The Director General of NAFDAC, Prof Mojisola Adeyeye, announced during a press briefing in Abuja that the R21 malaria vaccine produced by the Serum Institute of India has been approved for use in Nigeria.
The vaccine is specifically intended for the prevention of clinical malaria in children aged between 5 to 36 months. Nigeria is the second country, after Ghana, to approve the University of Oxford-developed vaccine. 100,000 doses of the vaccine are expected to be donated soon, after which market authorisation will begin, and the National Primary Health Care Development Agency will make further arrangements.
She said “NAFDAC in exercising its mandate as stipulated by its enabling law, NAFDAC Act CapN1, LFN 2004 is granting registration approval for R21 Malaria Vaccine (Recombinant, Adjuvanted) manufactured by Serum Institute of India Pvt. Ltd.
“The Marketing Authorization Holder is Fidson Healthcare Ltd in line with the Agency’s Drug and Related Products Registration Regulation 2021.
The R21 Malaria vaccine is a sterile solution of an adjuvanted protein vaccine. It is presented in a vial as a ready-to-use liquid formulation for intramuscular injection. The vaccine dosage is 0.5ml and contains 5µg of R21 Malaria antigen and 50µg of Matrix-M1 as an adjuvant.
“The vaccine is indicated for the prevention of clinical malaria in children from 5 months to 36 months of age. The storage temperature of the vaccine is 2-8 °C.”
According to her statement, the vaccine’s dossier underwent independent review at two stages. The first stage involved an independent evaluation by NAFDAC’s Vaccine Advisory Committee. This evaluation was based on the World Health Organisation’s standards across relevant domains, as well as the International Council for Harmonisation of Technical Requirements for Pharmaceuticals for Human Use guidelines and European Medicines Agency guidelines. The second stage of the review process involved a rigorous assessment of the vaccine’s scientific validity, the context of malaria in Nigeria, and the best practices for research and manufacturing governance.
“NEVAC members reviewed all sections independently using best review practices and met physically in plenary to assess and debate the reviews by sections, raised queries, and made recommendations accordingly.
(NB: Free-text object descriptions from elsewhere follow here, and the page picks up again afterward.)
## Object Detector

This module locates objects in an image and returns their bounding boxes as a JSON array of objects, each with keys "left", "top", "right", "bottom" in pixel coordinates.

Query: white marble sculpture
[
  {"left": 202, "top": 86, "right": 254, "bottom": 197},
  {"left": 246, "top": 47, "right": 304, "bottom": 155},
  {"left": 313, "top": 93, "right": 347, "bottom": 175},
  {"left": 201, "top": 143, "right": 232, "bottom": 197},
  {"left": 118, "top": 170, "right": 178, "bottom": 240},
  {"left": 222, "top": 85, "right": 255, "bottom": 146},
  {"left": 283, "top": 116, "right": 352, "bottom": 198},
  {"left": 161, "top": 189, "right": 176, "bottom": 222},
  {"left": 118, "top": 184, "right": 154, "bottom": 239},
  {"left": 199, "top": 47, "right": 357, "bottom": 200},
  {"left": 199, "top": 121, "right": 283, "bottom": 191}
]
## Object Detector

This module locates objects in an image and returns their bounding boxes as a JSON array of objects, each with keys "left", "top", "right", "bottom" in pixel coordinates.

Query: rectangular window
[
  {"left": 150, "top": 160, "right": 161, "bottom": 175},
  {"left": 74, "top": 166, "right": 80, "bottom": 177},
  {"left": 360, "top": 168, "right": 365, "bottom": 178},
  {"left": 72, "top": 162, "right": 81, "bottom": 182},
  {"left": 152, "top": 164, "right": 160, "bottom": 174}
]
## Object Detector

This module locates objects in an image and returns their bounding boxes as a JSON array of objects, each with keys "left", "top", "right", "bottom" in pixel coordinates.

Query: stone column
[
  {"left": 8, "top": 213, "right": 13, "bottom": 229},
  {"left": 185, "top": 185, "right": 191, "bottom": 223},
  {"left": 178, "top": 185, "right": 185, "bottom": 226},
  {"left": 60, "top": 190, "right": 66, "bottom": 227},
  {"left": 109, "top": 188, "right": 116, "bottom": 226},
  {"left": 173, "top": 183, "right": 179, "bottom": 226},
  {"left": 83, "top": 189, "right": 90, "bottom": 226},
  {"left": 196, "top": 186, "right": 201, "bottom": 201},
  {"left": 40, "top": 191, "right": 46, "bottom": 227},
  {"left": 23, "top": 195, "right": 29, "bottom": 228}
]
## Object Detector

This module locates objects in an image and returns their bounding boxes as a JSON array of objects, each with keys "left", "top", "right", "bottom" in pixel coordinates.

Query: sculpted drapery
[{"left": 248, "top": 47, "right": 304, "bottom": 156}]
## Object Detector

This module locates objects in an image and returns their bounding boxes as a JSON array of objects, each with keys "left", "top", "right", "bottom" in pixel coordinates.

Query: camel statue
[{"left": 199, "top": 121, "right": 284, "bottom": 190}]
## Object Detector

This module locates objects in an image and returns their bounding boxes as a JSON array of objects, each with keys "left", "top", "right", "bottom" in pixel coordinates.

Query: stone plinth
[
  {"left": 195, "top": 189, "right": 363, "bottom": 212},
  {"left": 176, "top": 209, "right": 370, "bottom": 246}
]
“Overall, the assessment was scored as adequate -fully compliant with standards, and the report was submitted to the Director General.
“The review of NAFDAC’s Committee has always been guided by the same international standards and best practices with the same modality of an independent review by members followed by long hours of plenary where a rigorous assessment of each review took place. The Committee also independently scored the assessment as satisfactory and forwarded it to the Director General.”
Prof Adeyeye further noted that the R21 malaria vaccine dossier complied substantially with the best international standards with which the dossier was benched-marked and it fulfilled the requirements for quality, safety, and efficacy.
“The Joint Review Committee recognised the importance of an effective malaria vaccine (with 75 per cent protection) as an additional interventional tool, as a critical need in Nigeria with the highest malaria burden.
“The Joint Review Committee also recommended additional phase four clinical trial, pharmacovigilance study in-country in the implementation given the peculiarity and heterogeneous nature of malaria in Nigeria.
“The Joint Review Committee was also interested in reviewing data of the human-malaria parasite dynamics of the 25 per cent not covered to understand issues bothering on non-protection that could inform further research.
“A provisional approval of the R21 Malaria Vaccine was recommended and this shall be done in line with the WHO’s Malaria Vaccine Implementation Guideline,” Prof Adeyeye concluded.